Not all notebooks are great. Some issues related to using notebooks are:

Running long async tasks causes problems with notebooks. Training a model for hours or days, as is common in deep learning, can be tedious, especially when the display times out. The workaround for this is to regularly check the model weights and write the log files to disk.

Error returned when notebook fails (note that this is a user issue)

It fosters poor software engineering practices. For example, lack of unit tests, writing code in reusable chunks.

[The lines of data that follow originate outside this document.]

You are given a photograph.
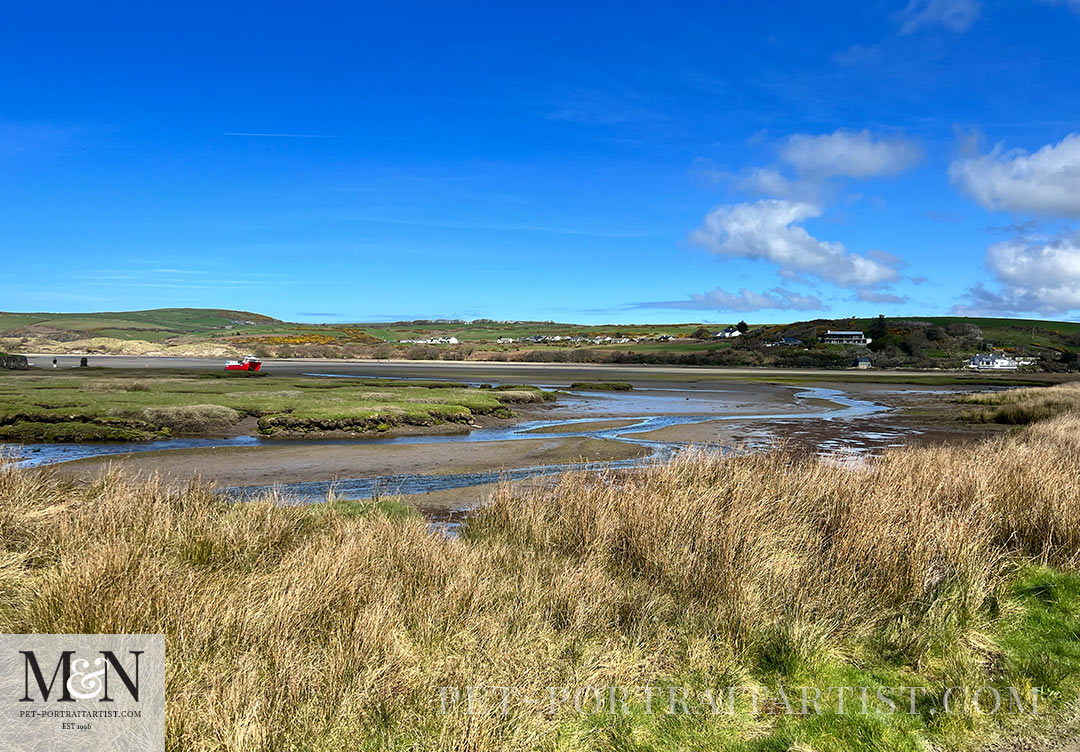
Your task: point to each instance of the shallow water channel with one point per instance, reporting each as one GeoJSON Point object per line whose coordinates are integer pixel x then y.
{"type": "Point", "coordinates": [637, 413]}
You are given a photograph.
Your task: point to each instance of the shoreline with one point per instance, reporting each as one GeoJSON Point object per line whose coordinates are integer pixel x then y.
{"type": "Point", "coordinates": [264, 466]}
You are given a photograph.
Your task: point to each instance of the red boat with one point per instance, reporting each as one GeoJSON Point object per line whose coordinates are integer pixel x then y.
{"type": "Point", "coordinates": [250, 363]}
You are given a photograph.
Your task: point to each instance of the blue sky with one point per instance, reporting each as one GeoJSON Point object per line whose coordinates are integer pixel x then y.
{"type": "Point", "coordinates": [590, 162]}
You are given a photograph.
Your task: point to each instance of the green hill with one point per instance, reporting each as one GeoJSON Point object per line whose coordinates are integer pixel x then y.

However, notebooks aren’t designed to address these, so many argue that none of these should be considered a problem. Great for quick experimentation and prototyping. You can move the code into a script and call it from within your notebook.

Jupyter Notebook is a tool for exploration, not production

Google Colaboratory is a free Jupyter-based notebook environment that runs on Google’s cloud servers, allowing users to leverage the hardware provided by Google (CPU, GPU, TPU). The last two are very useful for data scientists and machine learning engineers. Another benefit of using Colab is that you can access Google Drive, which you can mount and access through File Explorer. Colab also comes pre-installed with suites of deep learning libraries such as TensorFlow and Keras.

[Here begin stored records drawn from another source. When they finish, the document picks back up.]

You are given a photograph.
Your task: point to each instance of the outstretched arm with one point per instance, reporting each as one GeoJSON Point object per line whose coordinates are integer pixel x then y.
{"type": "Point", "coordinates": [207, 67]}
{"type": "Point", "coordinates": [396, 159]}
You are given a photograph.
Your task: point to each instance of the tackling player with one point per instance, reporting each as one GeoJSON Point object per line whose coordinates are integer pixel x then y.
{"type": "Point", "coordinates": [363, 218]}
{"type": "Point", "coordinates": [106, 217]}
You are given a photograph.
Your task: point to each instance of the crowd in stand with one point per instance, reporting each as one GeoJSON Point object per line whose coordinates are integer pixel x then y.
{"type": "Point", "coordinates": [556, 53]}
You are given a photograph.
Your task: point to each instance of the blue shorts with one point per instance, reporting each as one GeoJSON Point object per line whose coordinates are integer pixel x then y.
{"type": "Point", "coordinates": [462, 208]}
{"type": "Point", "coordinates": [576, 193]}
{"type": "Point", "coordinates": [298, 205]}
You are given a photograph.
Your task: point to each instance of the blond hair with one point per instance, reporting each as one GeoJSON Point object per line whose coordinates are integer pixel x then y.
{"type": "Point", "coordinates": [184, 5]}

Google Colab offers a 12GB NVIDIA Tesla K80 GPU with 3.7 Nvidia compute capabilities that can be used continuously for up to 12 hours. This is great for experimentation and prototyping, but when working with large datasets and large networks, you quickly face limitations.

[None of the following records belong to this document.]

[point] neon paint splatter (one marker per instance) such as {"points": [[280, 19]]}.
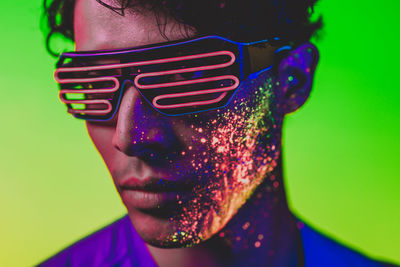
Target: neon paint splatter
{"points": [[235, 150]]}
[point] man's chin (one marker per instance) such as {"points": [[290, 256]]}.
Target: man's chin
{"points": [[161, 232]]}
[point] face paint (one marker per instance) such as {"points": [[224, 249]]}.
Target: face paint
{"points": [[231, 156]]}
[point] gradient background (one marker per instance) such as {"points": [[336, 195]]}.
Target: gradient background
{"points": [[341, 149]]}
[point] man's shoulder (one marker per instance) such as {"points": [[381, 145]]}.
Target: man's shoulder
{"points": [[320, 250], [110, 246]]}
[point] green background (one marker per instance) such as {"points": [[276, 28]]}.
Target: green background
{"points": [[341, 149]]}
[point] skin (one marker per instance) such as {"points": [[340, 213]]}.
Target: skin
{"points": [[236, 213]]}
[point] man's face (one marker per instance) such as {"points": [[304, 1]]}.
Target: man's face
{"points": [[201, 167]]}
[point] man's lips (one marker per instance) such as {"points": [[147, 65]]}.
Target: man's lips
{"points": [[153, 193], [155, 185]]}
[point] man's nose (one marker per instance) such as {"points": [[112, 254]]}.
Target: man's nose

Before getting into the tutorial, it’s important to note that this applies not only to Amazons EC2 instances, but also to Google Clouds Compute Engine, Microsoft Azures virtual machines, and even local setups.

By connecting an external runtime to Colab, you can maintain the Colab interface while using GPU acceleration other than that provided by Colab by default.

With AWS, many people prefer to use Sagemaker because it does the essential work of creating an EC2 instance in the background and setting up a Jupyter notebook connection. Therefore, creating an EC2 instance and connecting to a Colab notebook is cheaper than using SageMaker, yet (many people) maintain a preferred Colab interface.

Comparing the costs, an EC2 p3.2xlarge instance in the Ohio region costs $ 3.06 per hour, while the same instance of SageMaker costs $ 3.825 in the same region.

Let’s dive into.

Log in to the AWS Management Console.

In the upper left corner[サービス]Click to[EC2]Choose.

EC2 dashboard

In the left pane[インスタンス]Select and[インスタンスの起動]Choose.

EC2 left pane

Select an image type. This determines the OS and software version that will be pre-installed. Here, select Ubuntu 18.04 installation and CUDA installation using TensorFlow 2.4.1.

AMI Pictures

Then select the instance type. This will determine the type of hardware you will get. For this tutorial, select a P3.2xlarge instance. This includes a single Nvidia V100 GPU, 8 vCPUs, and 61GB of RAM.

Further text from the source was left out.